There is a significant difference between “hospitality” and “neighbor love”: Hospitality is easy; it allows those of us in power to retain that power and invite “others” to come into our “house” on our terms. Others are welcome, so long as they follow the “rules of the house.” Neighbor love is difficult; it requires us to be vulnerable, open, and meet the other in mutuality, allowing them to come on their own terms and abide by their own house rules. Consequently, I wonder if our churches are living the concept of loving our neighbors as Christ calls us to, or are we simply being hospitable?
Intriguing points made by speakers, responders, and panelists
Jim Wallis said, when he was a teen, his church elder told him Christianity has nothing to do with racism. That is about politics. Faith is personal only. Wallis said he left the church over that, as his elder’s statement made it hard to love the church. As pastors or ministry leaders, how and where do we communicate the overall love of the church, the connections of love to all of everyday life?
Ron Sider asked Congressman John Lewis how the spark is created to re-ignite today widespread commitment to the cause of Dr. King. Congressman Lewis replied that Dr. King said that James Lawson understood the values of non-violent, direct action better than anyone, and recommended him as a teacher. Lawson taught about King’s philosophy, about what Gandhi did in South Africa and India, and about Thoreau’s philosophy of civil disobedience, and helped the young leaders to deeply prize love, peace, and non-violence. Then that group of committed people who shared core values engaged social change. The spark started in them as a small community. Perhaps if their way held sway today, we would not experience the violence we do in our society now.
Virgil Wood, long-time civil rights leader, said “There can be no beloved community without a beloved economy.”
Dorothy Cotton, perhaps the most influential woman in the Civil Rights movement and a board member of MLK’s Southern Christian Leadership Conference, asked, “What kind of society do we want?” and “What does it mean to be human?”
Bernice King asked, “Who has authority to deal with issues outside the temple?” She answered, “The people of God have that authority as well as authority to transform conditions affecting human lives.”
“We have not found ways to show how to be sacrificial in the ways the first century church was. Many will embrace the church after we demonstrate that sort of sacrificial living to them.” – Bernice King
Dorothy Cotton proclaimed she would rather we see Dr. King as an ordinary person rather than as an icon.
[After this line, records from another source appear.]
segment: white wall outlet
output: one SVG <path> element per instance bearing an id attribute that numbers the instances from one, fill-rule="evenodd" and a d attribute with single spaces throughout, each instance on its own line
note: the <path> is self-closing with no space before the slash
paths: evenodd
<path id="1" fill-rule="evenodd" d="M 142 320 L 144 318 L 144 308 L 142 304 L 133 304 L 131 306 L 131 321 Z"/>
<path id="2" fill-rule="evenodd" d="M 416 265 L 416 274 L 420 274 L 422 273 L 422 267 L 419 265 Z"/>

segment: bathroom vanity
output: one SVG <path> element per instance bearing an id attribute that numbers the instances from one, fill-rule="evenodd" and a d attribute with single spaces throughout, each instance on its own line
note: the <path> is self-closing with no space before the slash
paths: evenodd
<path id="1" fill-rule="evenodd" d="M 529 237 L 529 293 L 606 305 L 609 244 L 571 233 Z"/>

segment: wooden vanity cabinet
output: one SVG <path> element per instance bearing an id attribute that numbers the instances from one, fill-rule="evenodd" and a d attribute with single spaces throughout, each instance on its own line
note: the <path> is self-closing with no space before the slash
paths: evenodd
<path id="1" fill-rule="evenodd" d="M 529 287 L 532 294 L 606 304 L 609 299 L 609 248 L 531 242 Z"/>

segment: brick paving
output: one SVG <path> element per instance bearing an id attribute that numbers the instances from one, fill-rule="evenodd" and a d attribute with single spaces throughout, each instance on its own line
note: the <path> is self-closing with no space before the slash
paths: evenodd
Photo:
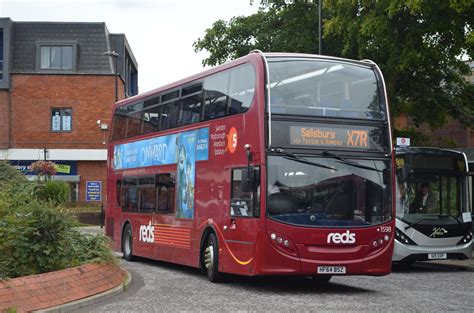
<path id="1" fill-rule="evenodd" d="M 111 264 L 86 264 L 62 271 L 0 280 L 0 311 L 29 312 L 90 297 L 123 283 L 125 271 Z"/>

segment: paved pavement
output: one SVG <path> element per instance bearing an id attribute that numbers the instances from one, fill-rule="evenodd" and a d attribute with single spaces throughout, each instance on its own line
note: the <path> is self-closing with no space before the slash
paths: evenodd
<path id="1" fill-rule="evenodd" d="M 474 307 L 474 260 L 394 265 L 384 277 L 334 277 L 328 285 L 291 277 L 230 275 L 221 284 L 198 269 L 139 259 L 121 295 L 76 312 L 458 311 Z"/>
<path id="2" fill-rule="evenodd" d="M 432 263 L 395 266 L 384 277 L 228 276 L 212 284 L 198 269 L 140 259 L 122 261 L 133 281 L 123 294 L 75 312 L 469 312 L 474 271 Z"/>
<path id="3" fill-rule="evenodd" d="M 422 262 L 419 262 L 419 263 L 422 263 Z M 459 267 L 465 267 L 467 270 L 474 271 L 474 251 L 472 253 L 471 258 L 468 260 L 462 260 L 462 261 L 461 260 L 437 260 L 437 261 L 429 261 L 426 263 L 448 265 L 448 266 L 459 266 Z"/>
When we make icons out of leaders, we disempower others by suggesting they have to be like the icon to do things of importance. Resist making icons out of leaders, she charged us.
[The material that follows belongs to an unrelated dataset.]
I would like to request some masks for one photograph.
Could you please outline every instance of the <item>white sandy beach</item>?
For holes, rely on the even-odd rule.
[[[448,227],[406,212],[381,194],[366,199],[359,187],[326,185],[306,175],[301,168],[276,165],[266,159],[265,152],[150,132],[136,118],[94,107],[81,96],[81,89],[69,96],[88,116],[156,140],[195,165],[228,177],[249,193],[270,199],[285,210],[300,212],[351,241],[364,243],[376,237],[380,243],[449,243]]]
Quoting her mother, Coretta Scott King, Bernice King said, “Struggle is a never-ending process. Freedom must be won by every generation.”
Several speakers encouraged: “If the Spirit moves, you must move your feet!”
Dorothy Cotton quoted Dr. King:
“Cowardice asks the question ‘Is it safe?’
Expediency asks the question ‘Is it politic?’
Vanity asks the question ‘Is it popular?’
But, conscience asks the question ‘Is it right?’
And there comes a time when one must take a position that is neither safe, nor politic, nor popular, but one must take it because one’s conscience tells one that it is right.”